En revanche, pour les Eurockéennes de Belfort, un festival associatif, son directeur Jean-Paul Roland admet que cela devient très difficile : « On pensait avoir atteint les limites du raisonnable, mais désormais, on est vraiment dans le délire. Ce n’est pas plus mal, car il faut rester dans une certaine éthique. Nous nous fixons donc une limite. »

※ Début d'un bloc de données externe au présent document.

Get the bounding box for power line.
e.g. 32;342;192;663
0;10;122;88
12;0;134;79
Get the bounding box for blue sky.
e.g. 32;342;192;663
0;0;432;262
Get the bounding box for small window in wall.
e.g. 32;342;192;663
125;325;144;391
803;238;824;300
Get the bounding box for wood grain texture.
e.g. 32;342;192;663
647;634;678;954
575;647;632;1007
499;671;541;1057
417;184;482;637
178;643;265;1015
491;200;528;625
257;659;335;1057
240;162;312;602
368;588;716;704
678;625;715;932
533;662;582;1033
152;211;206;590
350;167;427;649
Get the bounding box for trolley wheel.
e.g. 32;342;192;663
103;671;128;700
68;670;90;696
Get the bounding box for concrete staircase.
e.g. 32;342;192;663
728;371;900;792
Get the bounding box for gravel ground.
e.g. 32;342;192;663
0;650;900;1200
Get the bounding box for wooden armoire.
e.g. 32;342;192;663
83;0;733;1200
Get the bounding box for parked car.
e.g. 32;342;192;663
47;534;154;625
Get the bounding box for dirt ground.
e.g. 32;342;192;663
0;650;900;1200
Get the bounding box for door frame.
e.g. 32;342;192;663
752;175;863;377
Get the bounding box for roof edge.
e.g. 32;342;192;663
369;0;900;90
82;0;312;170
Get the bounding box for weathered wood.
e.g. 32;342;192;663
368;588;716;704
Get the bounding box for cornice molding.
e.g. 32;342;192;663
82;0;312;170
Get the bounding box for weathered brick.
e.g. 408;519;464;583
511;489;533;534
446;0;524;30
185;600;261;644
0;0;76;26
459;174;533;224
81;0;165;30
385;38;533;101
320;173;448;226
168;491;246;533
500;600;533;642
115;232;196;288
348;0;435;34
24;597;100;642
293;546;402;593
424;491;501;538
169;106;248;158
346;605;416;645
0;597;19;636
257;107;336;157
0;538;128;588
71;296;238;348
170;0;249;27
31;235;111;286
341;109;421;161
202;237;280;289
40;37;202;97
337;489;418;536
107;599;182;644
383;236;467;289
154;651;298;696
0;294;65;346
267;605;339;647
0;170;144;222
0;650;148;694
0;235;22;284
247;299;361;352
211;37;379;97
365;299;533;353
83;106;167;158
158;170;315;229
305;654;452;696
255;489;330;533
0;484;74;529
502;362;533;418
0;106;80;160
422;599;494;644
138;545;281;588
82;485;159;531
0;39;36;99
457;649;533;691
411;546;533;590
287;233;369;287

Si des têtes d’affiche francophones telles qu’Angèle, Orelsan ou Stromae demandent aisément plusieurs centaines de milliers d’euros par festival, les artistes moins connus ont du mal à joindre les deux bouts et tournent parfois à perte. La notoriété fait la loi sur ce marché spéculatif, avec des tarifs parfois doublés en moins d’un an.

Des festivals en péril ?

Dans un tel contexte, l’avenir est forcément incertain. Certains festivals ne parviennent même plus à l’équilibre en vendant tous leurs billets. Selon Aurélie Hannedouche du SMA, les artistes ont un rôle à jouer : « Nous comprenons qu’ils ont des carrières à gérer. Le temps médiatique se réduit, il est très court. Ils ont moins travaillé pendant la crise du Covid, l’industrie du disque rapporte moins, donc ils saisissent toutes les opportunités dans le spectacle vivant. Mais ils doivent se rendre compte que s’il y a des festivals qui disparaissent, ils auront moins d’endroits pour se produire. C’est une vision à court terme et ils doivent aussi prendre leurs responsabilités. »

Demander moins d’argent alors que les intermédiaires tels que les agents sont de plus en plus nombreux n’est pas chose facile. Beaucoup de festivals se recentrent sur une programmation française et émergente, avec plus ou moins de succès car les rêves les plus fous semblent inatteignables.